Le courage, fil rouge de la saison du Escher Theater, est aussi le titre de sa nouvelle production présentée le week-end dernier. Le courage est un spectacle persuasif, malgré quelques lourdeurs, de la metteure en scène Catherine Schaub, qui retrouve la scène eschoise après y avoir monté La chambre des larmes. Ce courage là a été façonné à partir de monologues commandés à des auteures dans le cadre des Intrépides 2017 de la SACD, édition pilotée par Catherine Schaub.
Pour sa création luxembourgeoise, elle a choisi d’en faire un vrai spectacle et de travailler avec quatre comédiennes qui interviennent en solo (chacune porte un texte) et qui se font aussi danseuses et chanteuses en collectif au fil d’intermèdes singuliers dans un tel spectacle. À la base, il y a donc quatre textes, courts mais percutants, qui interrogent la condition des femmes d’aujourd’hui en partant d’histoires vraies. Ils prennent à bras-le-corps les thèmes de la force et de la résistance, mais aussi de la lâcheté et de la culpabilité et questionnent les notions d’éthique, de justice et d’humanité en évoquant le destin de femmes victimes ou témoins de la violence, publique ou privée, physique ou psychologique, drame du quotidien ou horreur de l’Histoire.
Le beau texte J’aurais préféré avoir un flingue de la Franco-Suisse Julie Gilbert est porté sur scène par Valérie Geoffrion, convaincante, qui incarne avec force une femme, hier « number one » de la sécurité alimentaire dans une multinationale, aujourd’hui lanceuse d’alerte exclue de sa société, « devenue complètement invisible » dira celle dont la vie est anéantie.

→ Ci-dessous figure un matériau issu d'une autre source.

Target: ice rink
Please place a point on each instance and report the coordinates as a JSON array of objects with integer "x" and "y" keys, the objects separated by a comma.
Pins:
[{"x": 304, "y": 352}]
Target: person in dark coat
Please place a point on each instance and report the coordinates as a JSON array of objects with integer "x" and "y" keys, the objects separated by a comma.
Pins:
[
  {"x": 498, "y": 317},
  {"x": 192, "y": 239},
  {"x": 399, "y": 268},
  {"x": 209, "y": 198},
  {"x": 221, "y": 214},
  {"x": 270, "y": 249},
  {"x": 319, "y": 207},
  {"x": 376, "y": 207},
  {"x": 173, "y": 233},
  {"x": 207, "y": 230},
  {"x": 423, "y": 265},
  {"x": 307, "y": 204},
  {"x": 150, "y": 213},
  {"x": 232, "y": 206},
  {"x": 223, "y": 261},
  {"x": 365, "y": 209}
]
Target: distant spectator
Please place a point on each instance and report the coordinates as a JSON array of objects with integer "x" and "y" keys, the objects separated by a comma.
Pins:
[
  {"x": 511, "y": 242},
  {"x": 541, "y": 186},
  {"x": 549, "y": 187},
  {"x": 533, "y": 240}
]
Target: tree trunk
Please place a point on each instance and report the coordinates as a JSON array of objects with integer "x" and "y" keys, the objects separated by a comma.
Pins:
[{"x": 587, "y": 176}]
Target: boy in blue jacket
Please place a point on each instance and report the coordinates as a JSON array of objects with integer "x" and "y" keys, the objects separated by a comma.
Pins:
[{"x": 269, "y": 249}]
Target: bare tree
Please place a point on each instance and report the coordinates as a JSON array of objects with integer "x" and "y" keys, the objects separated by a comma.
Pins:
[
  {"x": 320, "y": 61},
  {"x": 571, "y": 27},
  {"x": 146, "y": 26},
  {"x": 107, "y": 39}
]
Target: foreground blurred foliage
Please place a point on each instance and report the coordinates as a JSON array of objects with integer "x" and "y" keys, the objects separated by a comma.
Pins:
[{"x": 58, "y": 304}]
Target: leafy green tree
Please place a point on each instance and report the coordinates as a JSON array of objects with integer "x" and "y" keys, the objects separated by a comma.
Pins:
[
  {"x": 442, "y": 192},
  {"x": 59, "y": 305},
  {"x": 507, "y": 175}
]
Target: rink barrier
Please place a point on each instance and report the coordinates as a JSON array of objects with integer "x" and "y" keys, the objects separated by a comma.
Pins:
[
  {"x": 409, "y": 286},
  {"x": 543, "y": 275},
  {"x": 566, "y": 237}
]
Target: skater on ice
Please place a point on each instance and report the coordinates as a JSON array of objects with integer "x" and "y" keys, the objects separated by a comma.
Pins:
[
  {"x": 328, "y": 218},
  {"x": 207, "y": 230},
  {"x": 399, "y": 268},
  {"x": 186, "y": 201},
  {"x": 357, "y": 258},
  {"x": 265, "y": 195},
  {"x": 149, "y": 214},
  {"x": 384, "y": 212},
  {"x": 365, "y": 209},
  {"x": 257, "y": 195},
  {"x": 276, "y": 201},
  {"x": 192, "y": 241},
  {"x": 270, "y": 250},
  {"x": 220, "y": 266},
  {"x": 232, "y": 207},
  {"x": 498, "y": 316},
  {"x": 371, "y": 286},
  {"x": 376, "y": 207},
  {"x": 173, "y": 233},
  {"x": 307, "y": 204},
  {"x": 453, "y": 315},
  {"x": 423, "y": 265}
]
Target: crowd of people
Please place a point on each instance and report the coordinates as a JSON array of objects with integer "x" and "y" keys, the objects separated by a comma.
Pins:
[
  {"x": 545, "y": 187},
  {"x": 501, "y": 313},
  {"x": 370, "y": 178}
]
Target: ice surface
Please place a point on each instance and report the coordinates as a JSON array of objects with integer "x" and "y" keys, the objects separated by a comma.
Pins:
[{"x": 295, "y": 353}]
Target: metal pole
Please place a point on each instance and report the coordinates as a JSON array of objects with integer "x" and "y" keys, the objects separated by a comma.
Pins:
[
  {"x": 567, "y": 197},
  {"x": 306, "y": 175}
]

Ce récit est inspiré de l’histoire de Yasmine Motarjemi en procès depuis douze ans avec Nestlé, apprenons-nous par un texte projeté sur le grand écran qui occupe le fond de la scène.
Phare de la Belge Céline Delbecq est le récit bouleversant d’une femme victime de violences conjugales qu’elle endure impuissante depuis quatorze ans sous les yeux de ses enfants. Valérie Bodson livre ce texte avec émotion, debout sur le devant de la scène sur un petit tabouret qui suggère l’enfermement dans le phare isolé où elle vit avec pour seul horizon la solitude, la houle et la furie de la tempête. « Partir », criera-t-elle !
Dans Pistes de la Franco-Sénégalaise Penda Diouf, la touchante danseuse et comédienne Céline Camara incarne une femme qui largue les amarres pour un voyage en Namibie sur les pas du fameux sprinter Frank Fredericks, « quand le corps se fait politique », dit-elle. Un voyage qui est retour vers soi, mais surtout réveil de la mémoire contre l’oubli de l’histoire et nous ramène à l’horreur passée du premier génocide d’un XXe siècle naissant.
Enfin, La Scène de la Française Camille Laurens, avec l’éloquente comédienne Charlotte Marquart, raconte l’histoire d’une lâcheté ordinaire à travers la reconstitution d’une scène vécue par une femme attendant son RER. Ce jour-là, elle est témoin d’une violente dispute, mais elle n’intervient pas. Les autres comédiennes et le musicien sont des figurants muets dans cette séquence qui se révèlera mise en scène pour étude sociologique ! Le décor est réussi, suggéré par quelques chaises qui font office de bancs de station de RER et de tribunal populaire.
Présentes tout au long du spectacle, ces chaises qui masquent, enferment, séparent et sont aussi supports de chorégraphie sont un des rares accessoires de la belle scénographie de Trixi Weis. L’étonnant quatuor de comédiennes évolue parfois comme dans un ballet (conseils de Jean-Guillaume Weis). Leurs performances sont ponctuées des délicats accords de musique live d’Aldo Gilbert et de symboliques lumières qui font advenir sur l’écran monochromes colorés et clair-obscur en lien avec les différentes atmosphères.
Le courage résonne comme un cri d’alarme. Dommage que les intermèdes, censés lier les textes et apaiser l’atmosphère, finissent par leur surcharge d’informations et leurs accents vaudevillesques (surtout ce quiz sur le machisme ordinaire dans lequel est entraîné le public) par alourdir ce beau spectacle construit autour de textes engagés et de puissants personnages de femmes.